The nice thing about all this variety is that I’m feeling more comfortable around strangers. I’m able to be direct, communicate and laugh with them. I love them for their potential to be great friends. And there are just so many beautiful people in this city, at times, you just want to observe them. The diversity of culture is incredible, welcome. The languages sifting through the great halls that connect Wachovia One with Wachovia Two remind me of the songbirds lining the electric cables powering the light rail. Their songs mingle to form one flavorful medley. When the train passes Celli and I in the morning, though the engineer and I have never met face-to-face, we wave and smile. We connect and that connection lasts long after the rails have quieted in my contemplation of what could be, what will be given a little patience and time.

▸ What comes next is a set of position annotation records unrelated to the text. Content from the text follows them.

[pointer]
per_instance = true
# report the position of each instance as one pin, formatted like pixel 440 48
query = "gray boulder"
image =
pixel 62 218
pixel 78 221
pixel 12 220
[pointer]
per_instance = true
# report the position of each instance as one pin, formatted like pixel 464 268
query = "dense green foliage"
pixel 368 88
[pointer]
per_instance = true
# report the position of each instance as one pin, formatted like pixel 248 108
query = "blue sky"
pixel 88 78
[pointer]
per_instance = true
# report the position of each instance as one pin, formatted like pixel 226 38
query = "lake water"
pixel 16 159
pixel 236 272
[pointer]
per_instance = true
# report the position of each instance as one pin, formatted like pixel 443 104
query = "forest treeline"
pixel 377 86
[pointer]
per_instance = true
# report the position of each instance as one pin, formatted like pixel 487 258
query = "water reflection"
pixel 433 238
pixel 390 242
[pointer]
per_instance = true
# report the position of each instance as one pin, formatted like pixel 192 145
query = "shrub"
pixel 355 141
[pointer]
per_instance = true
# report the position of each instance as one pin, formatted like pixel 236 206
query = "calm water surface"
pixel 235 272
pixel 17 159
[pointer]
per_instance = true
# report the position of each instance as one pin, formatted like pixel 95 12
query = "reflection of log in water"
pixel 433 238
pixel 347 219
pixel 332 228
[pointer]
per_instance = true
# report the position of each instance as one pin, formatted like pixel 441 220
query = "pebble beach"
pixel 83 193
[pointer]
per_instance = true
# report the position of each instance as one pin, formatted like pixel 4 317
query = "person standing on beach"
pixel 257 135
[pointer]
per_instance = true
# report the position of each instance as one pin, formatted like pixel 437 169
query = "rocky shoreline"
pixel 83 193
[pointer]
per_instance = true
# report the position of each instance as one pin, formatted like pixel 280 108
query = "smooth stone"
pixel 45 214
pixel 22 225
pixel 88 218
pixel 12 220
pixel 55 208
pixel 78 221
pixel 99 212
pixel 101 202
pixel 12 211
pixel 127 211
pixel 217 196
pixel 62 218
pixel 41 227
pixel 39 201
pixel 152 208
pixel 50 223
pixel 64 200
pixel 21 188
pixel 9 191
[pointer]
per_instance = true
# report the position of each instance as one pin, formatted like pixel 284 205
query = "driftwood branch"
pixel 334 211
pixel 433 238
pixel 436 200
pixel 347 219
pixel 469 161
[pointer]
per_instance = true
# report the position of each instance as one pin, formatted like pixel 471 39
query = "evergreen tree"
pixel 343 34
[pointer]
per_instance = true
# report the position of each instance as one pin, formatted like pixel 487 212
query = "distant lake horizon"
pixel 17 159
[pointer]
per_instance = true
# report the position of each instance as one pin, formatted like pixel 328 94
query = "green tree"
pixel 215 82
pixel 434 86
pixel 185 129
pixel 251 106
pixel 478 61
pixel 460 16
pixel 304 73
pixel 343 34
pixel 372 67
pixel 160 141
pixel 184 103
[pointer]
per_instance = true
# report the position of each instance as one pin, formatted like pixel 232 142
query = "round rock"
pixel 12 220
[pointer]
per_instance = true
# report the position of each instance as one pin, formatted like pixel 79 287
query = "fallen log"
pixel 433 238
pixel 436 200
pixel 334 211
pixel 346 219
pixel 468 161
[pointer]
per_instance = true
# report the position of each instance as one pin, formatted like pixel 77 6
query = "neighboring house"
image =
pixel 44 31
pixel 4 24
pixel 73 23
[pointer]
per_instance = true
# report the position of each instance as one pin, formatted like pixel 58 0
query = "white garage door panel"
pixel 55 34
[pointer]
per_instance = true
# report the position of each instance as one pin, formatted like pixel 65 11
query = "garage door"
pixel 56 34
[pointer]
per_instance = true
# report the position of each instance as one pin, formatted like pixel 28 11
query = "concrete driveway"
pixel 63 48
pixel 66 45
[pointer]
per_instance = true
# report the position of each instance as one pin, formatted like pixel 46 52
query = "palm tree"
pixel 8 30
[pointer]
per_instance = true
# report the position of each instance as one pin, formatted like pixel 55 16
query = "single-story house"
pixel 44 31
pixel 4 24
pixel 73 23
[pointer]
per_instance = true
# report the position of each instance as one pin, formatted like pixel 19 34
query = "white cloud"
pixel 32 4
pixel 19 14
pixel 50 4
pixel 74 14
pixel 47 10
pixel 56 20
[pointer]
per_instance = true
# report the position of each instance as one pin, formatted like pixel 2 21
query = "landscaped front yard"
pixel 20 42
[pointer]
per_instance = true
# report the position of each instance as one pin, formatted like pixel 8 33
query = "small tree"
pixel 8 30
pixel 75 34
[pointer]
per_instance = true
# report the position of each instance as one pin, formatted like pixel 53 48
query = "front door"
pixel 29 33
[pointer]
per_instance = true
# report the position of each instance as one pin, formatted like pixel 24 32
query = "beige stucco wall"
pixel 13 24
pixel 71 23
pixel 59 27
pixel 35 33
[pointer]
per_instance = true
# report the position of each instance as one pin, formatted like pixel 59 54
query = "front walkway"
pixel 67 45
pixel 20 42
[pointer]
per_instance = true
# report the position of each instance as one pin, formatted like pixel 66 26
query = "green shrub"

We made tacos last night and proved to ourselves food does not have to be pretty to be tasty.

stpatricksday3_08-031.jpg

The living room during lessons…

stpatricksday3_08-044.jpg

Celli being a beagle… I was doing some reading on beagles and found they are one of the most loyal breeds, bonding with the pack and as excitable as a terrier.  Ours is excitable only in the morning.

stpatricksday3_08-042.jpg

The kitchen…

stpatricksday3_08-045.jpg

Some architectural features.  Did I mention I looked at a house yesterday that was so grotesque, I actually gagged?  Paneling and animal pelts as far as the eye could see…  This apartment on the other hand offers an open, airy feeling and the only animal pelt is being worn by the animal.

stpatricksday3_08-046.jpg

A little office-nook…

stpatricksday3_08-047.jpg

And this is where the magic happens…  Isn’t it the perfect example of utilitarian?  Our bed is still in Michigan along with most of our life, but soon….

stpatricksday3_08-048.jpg

At least the rooms are gigantic… And the bathrooms and closets echo that vastness of space…  (sorry about the mess)

stpatricksday3_08-049.jpg

This concludes our tour.  The girls also have a gimongo bath and closet.  Lot’s of places to hide baskets full of prizes for the holiday.  HAPPY EASTER!

Today has been strange.  This morning began well with three good walks around the neighborhood – two with Celli and one to feed the birds.  I think I may have a sunburn!  Spring has arrived in Charlotte.

Around noon I went in for my scan.  This PET was far different than my usual.  They gave me a sedative and a diuretic which made me sleepy, but with the need to pee every five minutes.  The benefit, however, was that I slept through the entire scan!  Afterward  I came home where Erick served an amazing lunch and then I drooled myself to sleep for another five hours.  The rest was welcome, however, I’m not sure I’ll sleep tonight.

So, I feel a bit strange that the day has passed when it still feels like noon to me.  I’m glad to have it over with and I’ll have the results tomorrow.  They really have it together down here – a huge perk for cancer survivors tired of the week wait to find out whether or not they’re in the clear.  [Fingers crossed.]

Oh, and I’m not glowing in the dark, for those who wondered.